Gordon himself declined to be interviewed for this story. CMSD’s media relations team provided the same statement that has been provided elsewhere, in which Gordon said he made his decision “based solely on what I think is right for the district at this time.”
That statement corresponds to his message at the State of the Schools address, in which he emphasized the importance of setting up the next CEO for success.
But sources told Scene that the decision was also tactical, related to the current constitution of the CMSD School Board. The nine-member body is appointed by the mayor, and in June, the terms of five members will expire. (School board members who Scene reached for comment were unwilling to discuss the circumstances surrounding Gordon’s departure.)
Though according to state ordinance, the next CEO will be selected by the school board with the concurrence of the Mayor – and though Gordon himself was appointed due in large part to the advocacy of former Mayor Frank Jackson – by bowing out now, Gordon ensures that the current board will determine his successor, not a board composed of majority Bibb appointees who may hew to a different set of priorities. According to a CMSD RFP, the contract for an executive search firm will begin this month, with the goal of hiring the next CEO “by April or May of 2023.”
Even the sources most critical of Bibb and most suspicious of charter school expansion said they were confident that CMSD would land promising candidates to carry on Eric Gordon’s legacy. Both the financial position of the district and the robust community support make the job an attractive one, sources said.
But robust community support can be a double-edged sword. The major nonprofits, foundations and business interests that have invested so much time and money in the Cleveland Plan aren’t liable to be amenable to a change of course 10 years in. These institutional power players expect political leaders to “collaborate,” another way of saying, “play by their rules.” The impression conveyed by a number of sources was that Bibb should have been far more deferential in the early going, both to Gordon and to the coalition partners. In fact, one of the ‘miscalculations’ that sources referenced seemed to be attitudinal: They didn’t appreciate that Bibb was walking around like he owned the place.

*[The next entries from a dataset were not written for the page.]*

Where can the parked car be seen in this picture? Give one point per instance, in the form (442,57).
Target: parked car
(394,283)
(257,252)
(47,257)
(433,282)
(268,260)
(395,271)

But from the perspective of Bibb and his team, he sort of does. After running a spectacular political campaign in 2021, he and his administration operate from a position of firm, if occasionally grating, resolve. They embrace the aura of overachieving thirtysomethings who don’t have to put up with an institutional old guard if they don’t want to. They recognize that the major private stakeholders in Cleveland expect political leaders to kiss their rings.
But Bibb’s position is: I’m mayor now. My ring is bigger.